Phenology Environmental Data¶
The majority of the models use only daily mean temperature as a driver.
This is required for for every day of the winter and spring leading up to the phenophase event.
The predictors data.frame
should have the following structure.
- site_id: A site identifier for each location.
- year: The year of the temperature timeseries
- temperature: The observed daily mean temperature in degrees Celcius.
- doy: The julian date of the mean temperature
These should columns be in a data.frame
like the observations. The example vaccinium
dataset has temperature observations:
predictors.head()
site_id temperature year doy latitude longitude daylength
0 1 -3.86 1989 0 42.5429 -72.2011 8.94
1 1 -4.71 1989 1 42.5429 -72.2011 8.95
2 1 -1.56 1989 2 42.5429 -72.2011 8.97
3 1 -7.88 1989 3 42.5429 -72.2011 8.98
4 1 -15.24 1989 4 42.5429 -72.2011 9.00
Note than any other columns in the predictors data.frame
besides the ones
used will be ignored.
Currently two other models use other predictors besides daily mean temerature.
The M1
uses daylength as a predictor as well as daily mean temperature.
The predictors data.frame
should thus have a daylength column in addition
to the temperature as shown above.
The Naive
model uses only latitude in it’s calculation and thus requires
a predictors data.frame
with the latitude for every site.

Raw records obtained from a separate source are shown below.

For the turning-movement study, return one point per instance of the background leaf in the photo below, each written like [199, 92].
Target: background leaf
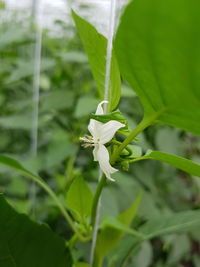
[157, 47]
[26, 243]
[176, 161]
[179, 222]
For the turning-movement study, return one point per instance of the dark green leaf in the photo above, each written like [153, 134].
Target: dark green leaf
[178, 162]
[26, 243]
[157, 47]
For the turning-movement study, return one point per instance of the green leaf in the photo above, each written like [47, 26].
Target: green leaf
[114, 228]
[157, 47]
[27, 243]
[79, 198]
[176, 161]
[168, 224]
[115, 115]
[95, 45]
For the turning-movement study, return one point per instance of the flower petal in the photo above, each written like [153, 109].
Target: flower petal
[95, 152]
[99, 110]
[103, 158]
[94, 128]
[108, 130]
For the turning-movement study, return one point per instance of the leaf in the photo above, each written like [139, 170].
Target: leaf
[168, 224]
[176, 161]
[57, 100]
[79, 198]
[95, 46]
[115, 115]
[85, 105]
[26, 68]
[157, 47]
[114, 228]
[27, 243]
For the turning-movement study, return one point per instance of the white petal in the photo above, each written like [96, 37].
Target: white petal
[103, 158]
[108, 130]
[95, 152]
[99, 110]
[94, 128]
[94, 125]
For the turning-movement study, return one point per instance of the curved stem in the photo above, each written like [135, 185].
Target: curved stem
[96, 198]
[146, 121]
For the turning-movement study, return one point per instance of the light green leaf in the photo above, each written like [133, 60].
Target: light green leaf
[79, 198]
[44, 247]
[95, 46]
[168, 224]
[157, 47]
[176, 161]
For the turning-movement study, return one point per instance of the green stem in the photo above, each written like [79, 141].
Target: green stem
[146, 121]
[96, 198]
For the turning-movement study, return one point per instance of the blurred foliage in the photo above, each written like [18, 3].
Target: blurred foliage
[67, 97]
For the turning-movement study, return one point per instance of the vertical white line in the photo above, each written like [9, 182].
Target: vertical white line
[36, 90]
[111, 30]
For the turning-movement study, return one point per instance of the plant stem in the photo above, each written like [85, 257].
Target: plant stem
[96, 198]
[146, 121]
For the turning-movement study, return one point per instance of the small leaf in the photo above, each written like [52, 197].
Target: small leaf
[95, 45]
[115, 115]
[79, 198]
[44, 247]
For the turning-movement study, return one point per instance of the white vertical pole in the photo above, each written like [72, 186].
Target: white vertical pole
[111, 30]
[36, 87]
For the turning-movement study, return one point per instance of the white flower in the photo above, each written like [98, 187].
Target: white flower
[102, 133]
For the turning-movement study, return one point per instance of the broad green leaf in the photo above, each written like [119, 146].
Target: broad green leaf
[157, 47]
[27, 243]
[168, 224]
[95, 45]
[176, 161]
[114, 228]
[79, 198]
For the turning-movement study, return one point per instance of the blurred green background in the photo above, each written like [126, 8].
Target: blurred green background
[67, 97]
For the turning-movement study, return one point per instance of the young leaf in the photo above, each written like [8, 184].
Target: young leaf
[27, 243]
[95, 45]
[79, 198]
[159, 57]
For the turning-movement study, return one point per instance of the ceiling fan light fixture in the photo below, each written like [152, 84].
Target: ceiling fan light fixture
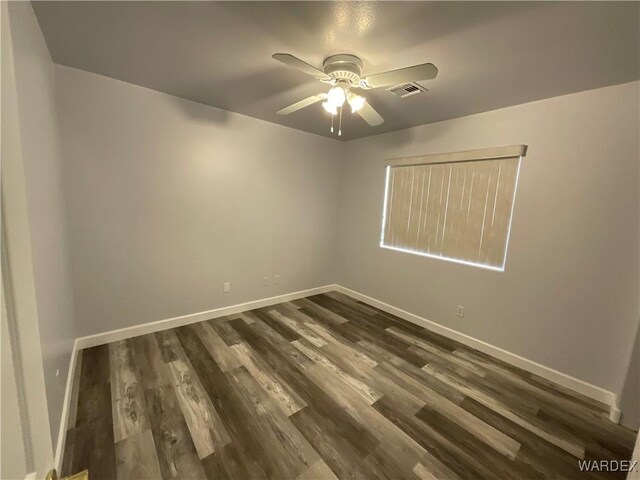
[337, 96]
[356, 102]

For example:
predictors.head()
site_id latitude
0 258 39.184269
1 414 44.277962
2 475 47.027077
3 637 44.340950
4 681 41.296783
On the Julian Date¶
The julian date (usually referenced as DOY for “day of year”) is used throughout the package. This can be negative if referencing something from the prior season. For example consider the following data from the aspen dataset:
predictors.head()
site_id temperature year doy latitude longitude daylength
0 258 6.28 2009 -67 39.184269 -106.854614 10.52
1 414 8.12 2009 -67 44.277962 -70.315315 10.22
2 475 5.30 2009 -67 47.027077 -114.049248 10.04
3 637 8.30 2009 -67 44.340950 -72.461220 10.22
4 681 9.85 2009 -67 41.296783 -105.574600 10.40
The doy
-67 here refers to Oct. 26 for the growing year 2009. Formating dates in
this fashion allows for a continuous range of numbers across years, and is common
in phenology studies.
January 1 will always be DOY 1.
Notes¶
- If you have only a single site, make a “dummy” site_id column set to 1 for both temperature and observation dataframes.
- If you have only a single year then it still must be represented in the year column of both data.frames.